The Wednesday night reading was advertised as a family night. We arrived and my fears that I might be expected to produce a child before entering the auditorium were allayed as the nice Napervillians let us in sans progeny.
I did not take any spiffy photos and Paul has talked about his experience so well that I will attempt not to repeat him other than to say that it is lovely to hear an author's voice, particularly when he is as good an interpreter of his own work as Gaiman. We were treated to hearing a chapter from Good Omens, the entire volume of The Wolves in the Walls and we also got to hear the forthcoming Instructions with a slide show of Charles Vess's art. I must also add that it is fun to be in an audience with young fans as they ask interesting questions about nightmares.

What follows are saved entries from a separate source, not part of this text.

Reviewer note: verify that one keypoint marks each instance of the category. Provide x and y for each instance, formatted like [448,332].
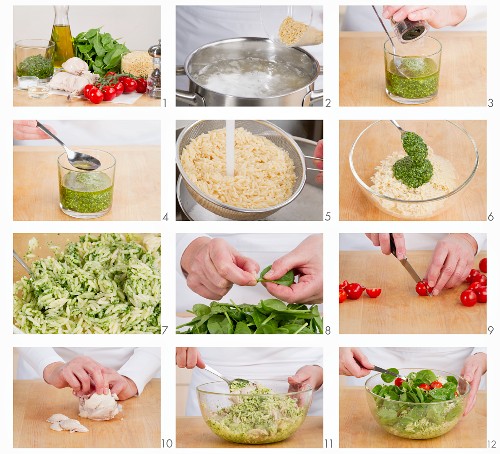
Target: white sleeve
[480,240]
[183,241]
[142,366]
[39,358]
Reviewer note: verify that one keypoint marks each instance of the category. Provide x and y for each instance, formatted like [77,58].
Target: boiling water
[252,78]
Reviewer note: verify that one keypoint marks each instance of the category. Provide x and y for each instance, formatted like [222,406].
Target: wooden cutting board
[462,79]
[358,428]
[138,426]
[136,195]
[399,309]
[192,432]
[355,206]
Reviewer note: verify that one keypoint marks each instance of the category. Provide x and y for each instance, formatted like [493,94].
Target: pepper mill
[154,80]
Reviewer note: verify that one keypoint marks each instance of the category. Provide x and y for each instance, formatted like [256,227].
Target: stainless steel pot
[239,48]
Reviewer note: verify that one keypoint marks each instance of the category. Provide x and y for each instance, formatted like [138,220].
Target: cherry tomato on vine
[468,298]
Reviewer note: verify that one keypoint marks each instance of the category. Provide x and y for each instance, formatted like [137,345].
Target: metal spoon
[397,60]
[79,160]
[22,262]
[240,381]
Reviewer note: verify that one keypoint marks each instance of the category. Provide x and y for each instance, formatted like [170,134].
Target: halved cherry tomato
[373,292]
[142,85]
[354,291]
[481,294]
[472,273]
[86,90]
[109,92]
[468,298]
[483,265]
[96,96]
[422,288]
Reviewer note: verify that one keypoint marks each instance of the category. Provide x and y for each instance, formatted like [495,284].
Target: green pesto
[86,192]
[419,78]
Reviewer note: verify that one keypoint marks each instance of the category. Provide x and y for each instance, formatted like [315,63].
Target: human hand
[318,153]
[451,262]
[383,240]
[122,386]
[27,130]
[189,358]
[213,266]
[436,16]
[473,369]
[82,374]
[353,363]
[306,260]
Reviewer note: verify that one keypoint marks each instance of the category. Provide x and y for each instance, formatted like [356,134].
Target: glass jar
[86,194]
[34,58]
[412,73]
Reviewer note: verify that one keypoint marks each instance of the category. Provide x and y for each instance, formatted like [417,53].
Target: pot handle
[313,97]
[187,97]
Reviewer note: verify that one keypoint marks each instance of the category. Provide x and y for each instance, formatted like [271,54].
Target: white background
[168,115]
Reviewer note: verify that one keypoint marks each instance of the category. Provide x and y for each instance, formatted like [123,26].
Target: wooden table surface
[358,428]
[137,426]
[192,432]
[462,79]
[399,309]
[136,195]
[21,99]
[355,206]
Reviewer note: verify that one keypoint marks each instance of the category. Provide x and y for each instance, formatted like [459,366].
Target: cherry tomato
[354,291]
[96,96]
[481,294]
[373,292]
[481,278]
[483,265]
[422,288]
[474,286]
[468,298]
[86,90]
[142,85]
[119,87]
[473,272]
[109,93]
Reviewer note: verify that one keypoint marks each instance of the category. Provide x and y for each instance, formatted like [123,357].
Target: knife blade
[405,263]
[384,371]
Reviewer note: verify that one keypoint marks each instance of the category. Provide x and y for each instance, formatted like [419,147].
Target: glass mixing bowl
[417,421]
[380,139]
[254,418]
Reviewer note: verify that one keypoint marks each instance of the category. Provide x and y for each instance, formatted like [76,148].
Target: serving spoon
[230,383]
[79,160]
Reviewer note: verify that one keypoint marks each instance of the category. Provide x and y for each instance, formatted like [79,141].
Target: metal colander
[257,127]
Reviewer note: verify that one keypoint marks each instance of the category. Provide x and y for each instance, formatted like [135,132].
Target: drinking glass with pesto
[86,194]
[412,74]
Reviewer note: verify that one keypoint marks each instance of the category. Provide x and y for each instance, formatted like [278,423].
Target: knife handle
[393,245]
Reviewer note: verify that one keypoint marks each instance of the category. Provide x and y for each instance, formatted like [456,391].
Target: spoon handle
[21,262]
[48,132]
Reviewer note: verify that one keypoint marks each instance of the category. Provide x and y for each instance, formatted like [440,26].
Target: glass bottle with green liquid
[61,36]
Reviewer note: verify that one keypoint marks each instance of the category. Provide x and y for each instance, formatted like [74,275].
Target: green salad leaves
[270,316]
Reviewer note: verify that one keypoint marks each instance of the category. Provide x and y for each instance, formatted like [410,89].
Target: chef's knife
[405,263]
[384,371]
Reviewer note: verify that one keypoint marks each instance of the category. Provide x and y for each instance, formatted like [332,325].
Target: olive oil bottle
[61,35]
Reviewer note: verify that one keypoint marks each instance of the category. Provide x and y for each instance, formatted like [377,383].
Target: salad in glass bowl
[426,404]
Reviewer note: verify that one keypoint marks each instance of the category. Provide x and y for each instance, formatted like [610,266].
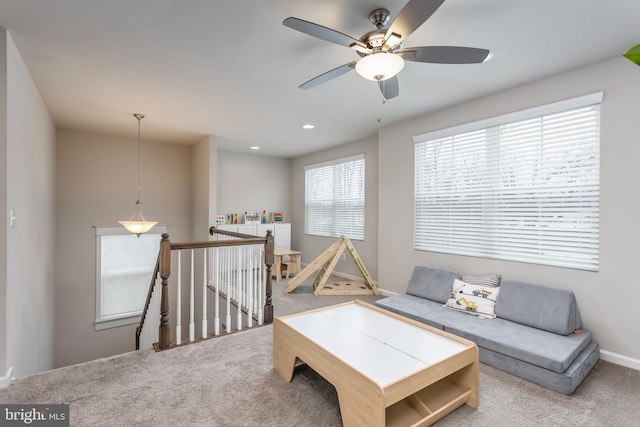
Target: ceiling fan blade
[412,15]
[331,74]
[319,31]
[445,54]
[389,88]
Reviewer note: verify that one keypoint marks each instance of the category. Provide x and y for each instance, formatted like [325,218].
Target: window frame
[107,322]
[588,263]
[337,226]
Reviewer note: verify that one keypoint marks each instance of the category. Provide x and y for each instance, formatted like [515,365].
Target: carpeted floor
[230,381]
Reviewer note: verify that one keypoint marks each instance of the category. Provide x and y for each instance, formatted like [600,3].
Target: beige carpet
[230,381]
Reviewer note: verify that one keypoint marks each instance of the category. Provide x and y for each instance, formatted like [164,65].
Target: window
[334,198]
[124,267]
[521,187]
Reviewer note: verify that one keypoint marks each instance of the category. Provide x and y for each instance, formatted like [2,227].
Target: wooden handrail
[164,266]
[154,276]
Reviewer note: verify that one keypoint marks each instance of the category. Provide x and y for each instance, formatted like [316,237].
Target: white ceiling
[231,69]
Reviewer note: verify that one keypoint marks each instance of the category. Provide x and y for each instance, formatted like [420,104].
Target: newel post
[165,270]
[268,260]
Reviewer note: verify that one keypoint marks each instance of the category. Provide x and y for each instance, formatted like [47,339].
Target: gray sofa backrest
[549,309]
[431,283]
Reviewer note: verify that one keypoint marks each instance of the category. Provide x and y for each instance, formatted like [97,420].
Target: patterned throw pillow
[482,279]
[474,299]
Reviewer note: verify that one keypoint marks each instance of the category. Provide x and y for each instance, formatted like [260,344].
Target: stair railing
[234,268]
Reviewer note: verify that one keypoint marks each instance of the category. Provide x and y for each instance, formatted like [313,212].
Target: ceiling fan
[382,54]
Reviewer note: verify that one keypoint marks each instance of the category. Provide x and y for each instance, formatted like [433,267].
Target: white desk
[295,261]
[387,370]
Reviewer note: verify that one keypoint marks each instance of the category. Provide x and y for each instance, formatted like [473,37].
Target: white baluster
[204,294]
[192,323]
[261,284]
[179,305]
[250,276]
[216,274]
[240,278]
[228,287]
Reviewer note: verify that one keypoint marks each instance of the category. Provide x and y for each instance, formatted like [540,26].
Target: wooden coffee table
[387,369]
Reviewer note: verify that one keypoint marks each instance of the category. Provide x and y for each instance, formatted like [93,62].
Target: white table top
[381,347]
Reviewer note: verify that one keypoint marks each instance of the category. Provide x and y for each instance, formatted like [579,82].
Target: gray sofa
[537,333]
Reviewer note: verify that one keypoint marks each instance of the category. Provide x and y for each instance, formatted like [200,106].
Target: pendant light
[138,224]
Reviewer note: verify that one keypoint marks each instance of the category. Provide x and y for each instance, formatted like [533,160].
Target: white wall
[252,183]
[204,158]
[313,246]
[30,172]
[3,200]
[96,184]
[606,298]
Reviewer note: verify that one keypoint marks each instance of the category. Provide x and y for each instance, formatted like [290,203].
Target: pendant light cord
[139,117]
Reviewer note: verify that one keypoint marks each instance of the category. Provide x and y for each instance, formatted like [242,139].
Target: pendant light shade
[137,224]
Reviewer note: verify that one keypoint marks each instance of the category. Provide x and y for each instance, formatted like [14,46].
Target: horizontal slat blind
[527,190]
[334,198]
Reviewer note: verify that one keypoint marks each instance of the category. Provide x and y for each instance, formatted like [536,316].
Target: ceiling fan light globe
[380,66]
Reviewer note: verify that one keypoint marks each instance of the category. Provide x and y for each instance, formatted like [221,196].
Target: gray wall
[313,246]
[204,158]
[606,298]
[29,169]
[96,185]
[252,183]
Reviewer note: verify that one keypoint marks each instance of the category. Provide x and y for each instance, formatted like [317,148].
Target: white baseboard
[6,380]
[619,359]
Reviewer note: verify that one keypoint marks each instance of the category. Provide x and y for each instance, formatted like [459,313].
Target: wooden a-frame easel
[325,263]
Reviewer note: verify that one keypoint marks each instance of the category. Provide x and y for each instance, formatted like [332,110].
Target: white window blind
[124,268]
[522,187]
[334,198]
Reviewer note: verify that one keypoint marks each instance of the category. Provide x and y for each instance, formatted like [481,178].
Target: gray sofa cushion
[565,382]
[431,283]
[541,307]
[545,349]
[429,312]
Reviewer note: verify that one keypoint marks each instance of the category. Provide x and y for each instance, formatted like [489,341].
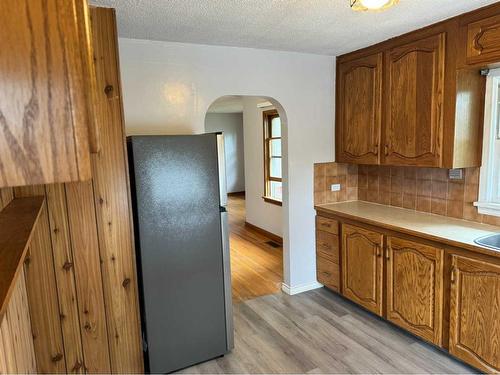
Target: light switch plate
[335,187]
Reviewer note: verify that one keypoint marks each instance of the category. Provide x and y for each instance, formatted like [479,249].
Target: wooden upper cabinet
[414,107]
[359,110]
[475,313]
[415,288]
[362,267]
[45,105]
[483,41]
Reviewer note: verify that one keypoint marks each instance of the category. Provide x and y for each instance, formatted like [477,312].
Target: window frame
[267,121]
[489,188]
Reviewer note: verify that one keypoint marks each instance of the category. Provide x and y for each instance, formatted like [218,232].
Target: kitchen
[392,160]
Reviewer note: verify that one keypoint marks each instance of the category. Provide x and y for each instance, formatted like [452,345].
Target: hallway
[256,266]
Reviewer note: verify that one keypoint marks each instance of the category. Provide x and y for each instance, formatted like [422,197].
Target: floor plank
[319,332]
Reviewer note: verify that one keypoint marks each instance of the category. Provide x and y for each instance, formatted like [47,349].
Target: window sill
[272,201]
[488,208]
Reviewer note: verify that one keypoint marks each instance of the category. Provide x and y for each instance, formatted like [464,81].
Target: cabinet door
[483,41]
[44,113]
[362,267]
[475,313]
[415,288]
[360,112]
[414,116]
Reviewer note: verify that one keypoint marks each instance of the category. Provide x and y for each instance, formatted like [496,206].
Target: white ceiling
[327,27]
[227,104]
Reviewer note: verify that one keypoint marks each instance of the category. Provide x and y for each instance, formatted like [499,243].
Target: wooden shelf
[17,222]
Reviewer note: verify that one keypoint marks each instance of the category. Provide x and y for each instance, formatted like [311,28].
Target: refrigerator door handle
[228,300]
[222,169]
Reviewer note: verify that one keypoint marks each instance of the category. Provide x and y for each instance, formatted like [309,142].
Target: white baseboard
[291,290]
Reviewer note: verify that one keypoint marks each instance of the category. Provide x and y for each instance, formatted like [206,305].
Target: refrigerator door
[227,280]
[221,155]
[179,244]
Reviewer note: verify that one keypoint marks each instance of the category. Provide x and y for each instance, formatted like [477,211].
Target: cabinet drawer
[327,245]
[327,273]
[327,225]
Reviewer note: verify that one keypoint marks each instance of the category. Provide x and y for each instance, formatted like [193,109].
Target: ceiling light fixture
[362,5]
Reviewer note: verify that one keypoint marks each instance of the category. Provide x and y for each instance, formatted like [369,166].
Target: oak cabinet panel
[359,110]
[483,41]
[475,313]
[327,246]
[327,273]
[362,264]
[327,225]
[415,85]
[415,288]
[45,111]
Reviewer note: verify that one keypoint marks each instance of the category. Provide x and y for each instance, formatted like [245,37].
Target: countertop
[454,232]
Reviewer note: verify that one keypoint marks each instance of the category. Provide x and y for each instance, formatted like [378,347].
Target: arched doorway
[256,165]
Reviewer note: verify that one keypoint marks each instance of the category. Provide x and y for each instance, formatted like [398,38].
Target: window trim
[267,117]
[486,203]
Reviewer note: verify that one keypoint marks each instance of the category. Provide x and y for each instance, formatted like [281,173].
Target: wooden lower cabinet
[362,264]
[475,313]
[415,288]
[327,253]
[327,273]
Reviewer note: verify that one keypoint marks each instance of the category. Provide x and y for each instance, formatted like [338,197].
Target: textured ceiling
[227,104]
[327,27]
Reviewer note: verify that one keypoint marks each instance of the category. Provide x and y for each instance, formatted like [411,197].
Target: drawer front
[328,273]
[327,245]
[483,41]
[327,225]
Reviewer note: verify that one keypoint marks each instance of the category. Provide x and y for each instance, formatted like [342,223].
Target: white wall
[168,87]
[262,214]
[232,126]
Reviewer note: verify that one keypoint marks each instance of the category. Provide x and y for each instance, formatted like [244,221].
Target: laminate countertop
[450,231]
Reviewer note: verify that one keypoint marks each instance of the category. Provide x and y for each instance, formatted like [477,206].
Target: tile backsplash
[422,189]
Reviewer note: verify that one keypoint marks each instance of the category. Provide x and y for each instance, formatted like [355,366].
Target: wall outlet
[335,187]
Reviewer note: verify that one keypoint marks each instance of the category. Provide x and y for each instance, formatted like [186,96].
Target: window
[273,184]
[489,188]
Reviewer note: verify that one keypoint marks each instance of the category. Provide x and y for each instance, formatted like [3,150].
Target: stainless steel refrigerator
[180,221]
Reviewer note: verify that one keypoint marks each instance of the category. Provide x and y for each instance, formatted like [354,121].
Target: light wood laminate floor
[320,332]
[256,267]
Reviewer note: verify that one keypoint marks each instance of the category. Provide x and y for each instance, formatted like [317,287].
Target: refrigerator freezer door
[227,281]
[180,249]
[222,169]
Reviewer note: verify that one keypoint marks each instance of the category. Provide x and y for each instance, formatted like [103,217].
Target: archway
[255,129]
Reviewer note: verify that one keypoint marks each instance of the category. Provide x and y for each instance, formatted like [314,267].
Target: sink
[492,241]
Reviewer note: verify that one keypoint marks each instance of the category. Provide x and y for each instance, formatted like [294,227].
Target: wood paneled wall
[80,269]
[17,354]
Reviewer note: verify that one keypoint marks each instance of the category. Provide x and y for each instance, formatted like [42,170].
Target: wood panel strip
[65,277]
[6,196]
[20,327]
[10,365]
[17,223]
[113,208]
[42,292]
[82,225]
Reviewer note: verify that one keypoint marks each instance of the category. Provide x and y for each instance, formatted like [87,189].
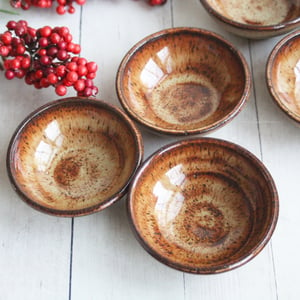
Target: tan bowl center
[202,207]
[184,81]
[261,13]
[74,157]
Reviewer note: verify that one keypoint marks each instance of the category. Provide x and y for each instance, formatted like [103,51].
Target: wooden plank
[281,146]
[256,280]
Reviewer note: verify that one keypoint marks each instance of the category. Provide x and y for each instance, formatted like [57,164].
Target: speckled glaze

However, being in a fan with younger audience members also led me to think about the sorts of categorizations that are applied to reading material in sometimes unfortunate ways. I can understand that for a parent it may be useful to understand the age range or content of a book. What baffles me is the sense of condescension that seems implied when the words "children's" or "young adult" or "fantasy" are applied. It also struck me that given the breadth of ages in the audience that readers know those labels are misapplied. I suppose they seek out good writing or personal resonances.
I was reminded me of a moment shortly after I learned I was lucky enough to be dramaturg for this production of Neverwhere that I overheard a conversation in the ladies room of Lifeline Theatre. Several women were discussing how excited they were to see Neverwhere on stage and as I emerged from the stall I saw that all three of them had grey hair. It made me so happy to see them and is a great reminder about how art often defies easy categorization much as people do. I was so pleased to read Rob's post about the challenges of adaptation and Paul's thoughts on respect for the source material. It is nice to feel the shared respect for the story and similarly respect for the audiences who also love this story.
This feels rather like a rant-ish digression. More character research will be forthcoming.